XPeng Motors has a target of delivering a cumulative total of 450,000 vehicles in 2023. As of the end of 2022, XPeng Motors has delivered a cumulative total of 258,710 vehicles, which means that nearly 200,000 new vehicles need to be delivered in 2023 to achieve the target.Daring to propose this sales target, XPeng has also the confidence to achieve it. According to publicly available information, XPeng will launch five new and updated models in 2023. In addition, the company has made personnel adjustments, with Wang Fengying, former CEO of Great Wall Motors, officially joining XPeng as the CEO to be fully responsible for the company’s product planning, product portfolio and sales system. Whether XPeng’s series of measures can be effective and whether the new sales target can be achieved smoothly is worth attention.

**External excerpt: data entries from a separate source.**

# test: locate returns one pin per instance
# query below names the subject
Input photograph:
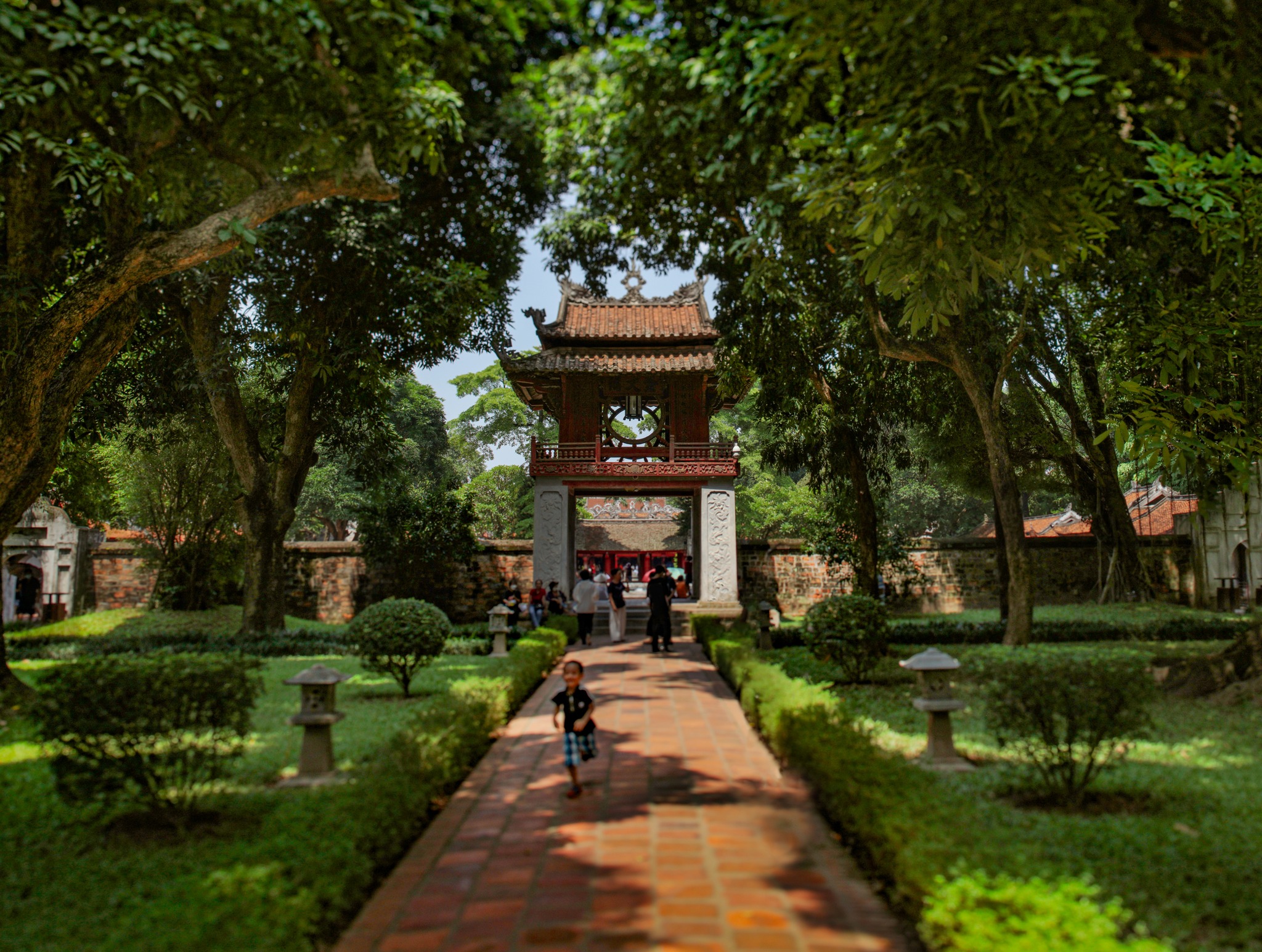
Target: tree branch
(166, 253)
(200, 319)
(897, 348)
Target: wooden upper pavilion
(633, 384)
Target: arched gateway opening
(632, 384)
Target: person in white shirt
(617, 608)
(585, 605)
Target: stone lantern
(497, 623)
(933, 672)
(317, 717)
(765, 625)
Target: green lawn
(1181, 841)
(225, 619)
(68, 885)
(1115, 612)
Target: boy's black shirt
(574, 706)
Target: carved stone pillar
(555, 533)
(715, 566)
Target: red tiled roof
(576, 360)
(615, 321)
(633, 319)
(1152, 511)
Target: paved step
(687, 837)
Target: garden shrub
(850, 630)
(903, 824)
(1068, 716)
(155, 731)
(940, 632)
(979, 913)
(399, 637)
(260, 645)
(288, 889)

As for Ideal Auto, the goal is to become a leader in the global artificial intelligence industry by 2030. In terms of product sales, the average monthly sales volume of L9 is expected to be around 8,000 to 10,000 vehicles, while the average monthly sales volume of L7 and L8 is expected to be around 10,000 to 15,000 vehicles in 2023. Based on this calculation, Ideal has already planned to be the first to break the barrier of 30,000 monthly deliveries.

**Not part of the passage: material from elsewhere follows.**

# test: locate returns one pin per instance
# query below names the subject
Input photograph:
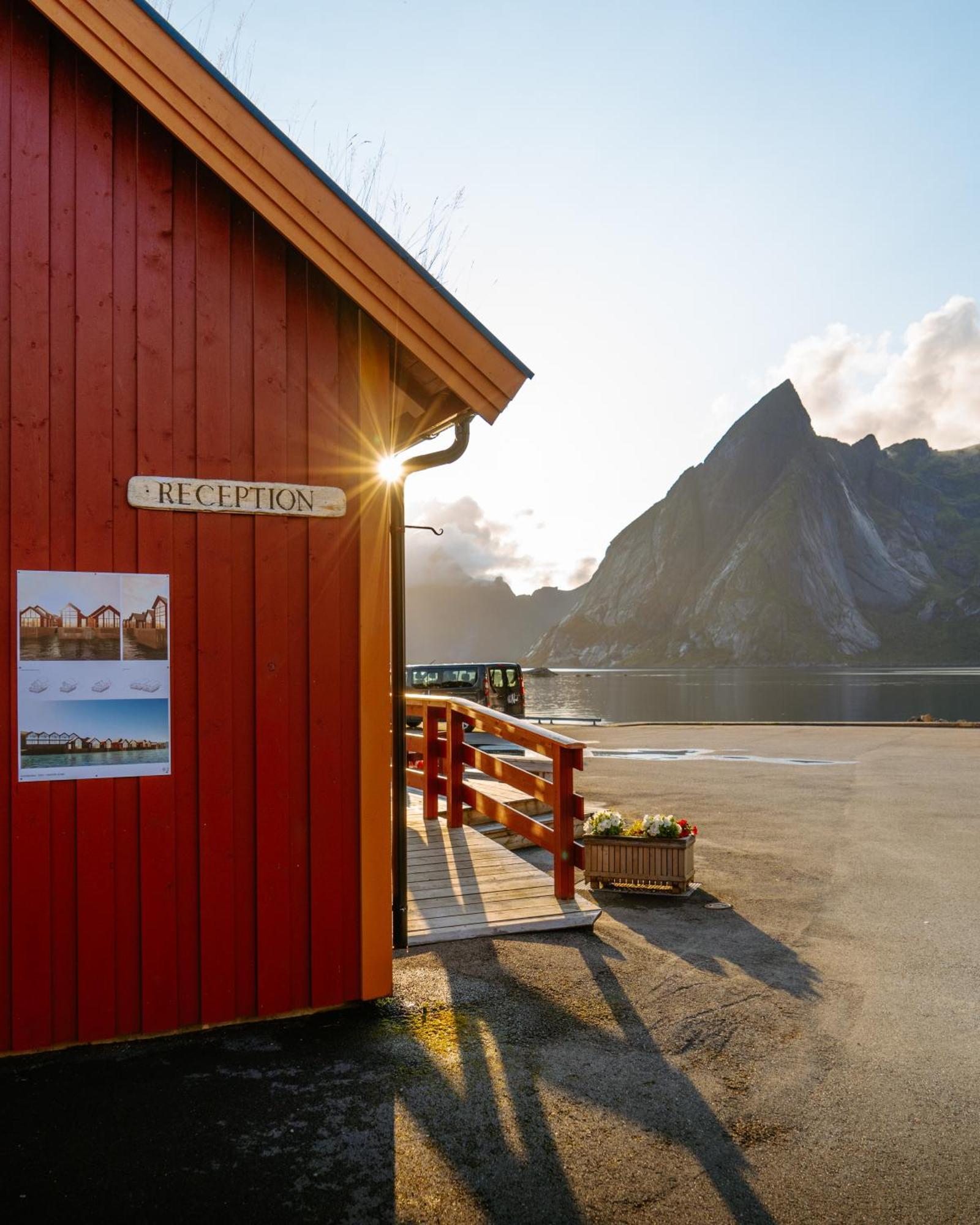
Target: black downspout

In addition, the listing plans of brands such as Aiways, Zeekr, Dongfeng Xiaobawang, and Avita are also advancing.
“By 2023, Aiways aims to sell 500,000 to 600,000 vehicles. By 2025, Aiways will strive to achieve the sales target of 1 million vehicles (including exports). By 2030, Aiways will strive to achieve the annual target of 1.5 million vehicles, and become a world-class new energy vehicle brand.” said Gu Huinan, General Manager of GAC Aiways.
At the same time, according to the China Association of Automobile Manufacturers’ prediction, the sales of new energy vehicles in China will reach 9 million vehicles in 2023, an increase of 35% year-on-year. The China Passenger Car Association also predicts that the sales of new energy passenger vehicles in 2023 will be 8.5 million vehicles, with a penetration rate of 36%.
It can be said that with the further increase in the market share of new energy vehicles, they will engage in a positive confrontation with traditional fuel vehicles. At that time, how to have a strong core competitiveness and achieve the dual breakthrough of product and brand is a question that all new energy vehicle brands must answer.